Use video to introduce yourself

Companies that run branded YouTube channels can upload three-minute intros that precede their own videos. The idea is that they’ll remind viewers what they’re watching and connect visual content with a larger campaign on other parts of the web. These intro videos can be applied retroactively to any videos on a channel, or changed at any time. That way, companies can accommodate current brand initiatives as well as future strategies. The intros won’t be listed as videos users can watch, but they will display between videos in a playlist, or before any individual video on a channel.

The intros won’t be listed as videos users can watch, but they will display between videos in a playlist, or before any individual video on a channel.

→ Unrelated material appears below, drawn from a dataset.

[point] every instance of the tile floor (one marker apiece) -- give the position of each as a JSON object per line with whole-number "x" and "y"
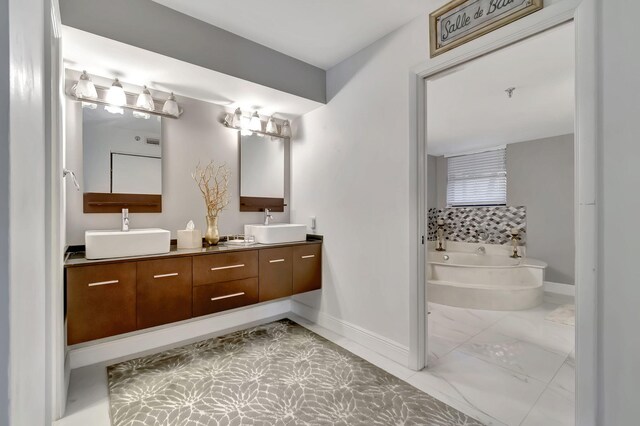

Before video marketers start thinking about advertising applications, they should understand YouTube won’t allow them to be used as third-party advertisements or sponsorships. They’re entirely meant to give videos further identification, and (as Google is YouTube’s parent company) they’re in keeping with the idea of branding as part of web marketing in general.

Get in customers’ video queues

A three-second video shown before branded videos may seem like a small component in a large marketing strategy, but they can have an oversized effect. According to an Interactive Advertising Bureau study, spending on digital content is growing and may soon outpace television. Traditional media accounted for 58 percent of advertisers video production budgets in 2012, to digital’s 42 percent, but the gap has narrowed to 51 percent for TV and 49 percent for internet video in 2014.

Online marketers can reach customers with video, in no small part because of how engaging and shareable it is. However, to stand above the increasing video noise, brands need to mark their content so it can be identified, shared and spread around an increasingly fractious and diverse web.